Banta-Green takes it a step further. “Doctors are no different than anyone else,” he says. Personal experience “shadows and shades everything they do,” meaning there is a twinge of judgment toward addicts not seen toward other disorders. “How many doctors would you go to who say, ‘I don’t talk about mental health’?”
Councilmember Bagshaw admits she’s on a “straight up learning curve” regarding “bupe” as it’s called. She first heard about it a year ago from King County Prosecuting Attorney Dan Satterberg, though it’s been around for more than a decade. “I’m all over this to see how many of these (clinics dedicated to prescribing buprenorphine) we can get set up,” she says. “Because if we can get these set up and get 24-hour shelter set up…we can make a huge difference.”
While federal loopholes will be slow to change (Banta-Green worked in the White House and is not holding his breath) getting more doctors to prescribe the drug could spread the burden a little wider.
Finding patients interested in getting on bupe is relatively easy. In San Francisco, contact is made at needle exchange sites or homeless outreach teams. The difficulty with buprenorphine is getting patients “inducted” — letting the bupe take hold. For one, patients need to be in withdrawal. The drug works by bumping opiates off brain receptors. If still actively using heroin, the brain will fight back, throwing the patient into violent withdrawal. By entering moderate withdrawal, that replacement goes a little more smoothly.
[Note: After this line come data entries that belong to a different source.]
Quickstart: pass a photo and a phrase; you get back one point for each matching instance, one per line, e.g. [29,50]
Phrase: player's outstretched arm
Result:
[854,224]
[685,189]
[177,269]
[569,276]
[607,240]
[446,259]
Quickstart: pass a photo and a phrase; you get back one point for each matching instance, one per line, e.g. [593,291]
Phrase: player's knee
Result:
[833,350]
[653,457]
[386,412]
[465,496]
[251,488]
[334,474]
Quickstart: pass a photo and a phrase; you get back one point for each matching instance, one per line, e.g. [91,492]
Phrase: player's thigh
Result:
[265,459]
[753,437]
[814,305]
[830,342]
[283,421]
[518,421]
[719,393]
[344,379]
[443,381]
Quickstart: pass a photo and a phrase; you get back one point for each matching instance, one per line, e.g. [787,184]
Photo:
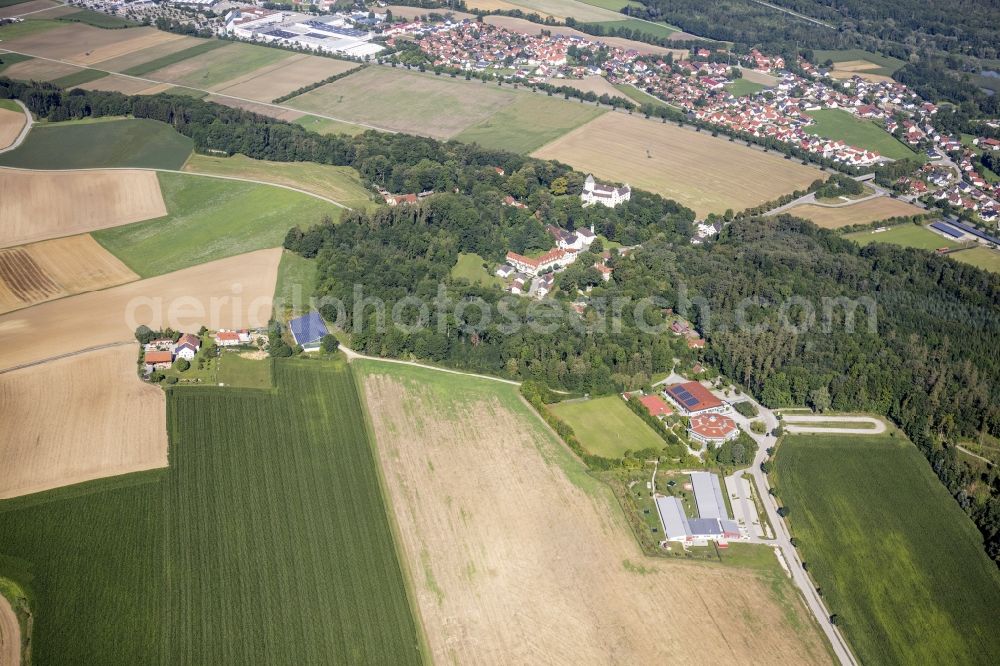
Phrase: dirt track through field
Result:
[79,418]
[229,293]
[48,204]
[11,123]
[10,635]
[513,562]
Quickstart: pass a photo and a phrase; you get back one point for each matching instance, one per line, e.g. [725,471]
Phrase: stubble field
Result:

In the first week of treatment, patients generally have daily appointments. It takes about two weeks to establish a stable dose of the drug. This is a precarious period, one that is significantly more challenging without a consistent place to stay.
Enter 24-hour shelter.
Getting people out of unsafe encampments like the areas beneath I-5 and into service is the linchpin of Mayor Ed Murray’s homeless strategy. But people are consistently unwilling to enter services. “People are herded in and out and they can’t come or go,” says Putnam. “If they have a partner or pet, they can’t sleep together.”
The key to San Francisco’s Navigation Center is that there are few rules. As a result, says Putnam, people are far more likely to accept an offer of shelter. There are a number of obvious benefits to staying in the same place night after night, including devoted time to finding a permanent home and, for the purposes of the heroin epidemic, a place to stabilize.
The major challenges on all of this are leadership and buy-in on the part of service providers and policymakers. The mayor’s office shortly will hire a director of homelessness, something Bagshaw supports as a first step toward getting all the departments on the same page. “Candidly,” says Bagshaw, “I want that person to work with me,” imagining herself as the leader on the council.
How much influence City Hall exerts on service providers will surely be a point of consideration. Bagshaw takes example from Houston, Minneapolis and Salt Lake City, all of which tend to award grants based on the agenda of the city, rather than the providers.
Is there a broad appetite for a greater focus on harm reduction? When asked if there was growing support for what’s needed as opposed to the more prescriptive models, Putnam says he is seeing a shift, but “not across the board. Majority of what we fund is a little bit [prescriptive], if not entirely.”
Banta-Green says there’s “definitely a mindset shift that I have seen particularly among public health officers,” toward treating addiction as a public health hazard. But many people, he says, still resist the idea of fighting drugs with drugs. And after decades speaking about opiates, he’s tempering any optimism.
Homelessness and addiction are not synonymous. But they are cousins. And the ways of thinking about treating both simultaneously has begun to shift. “They’ve behaved their way into it,” says Banta-Green of heroin users, “but can’t behave their way out; They need easily accessible, impactful services and supports.”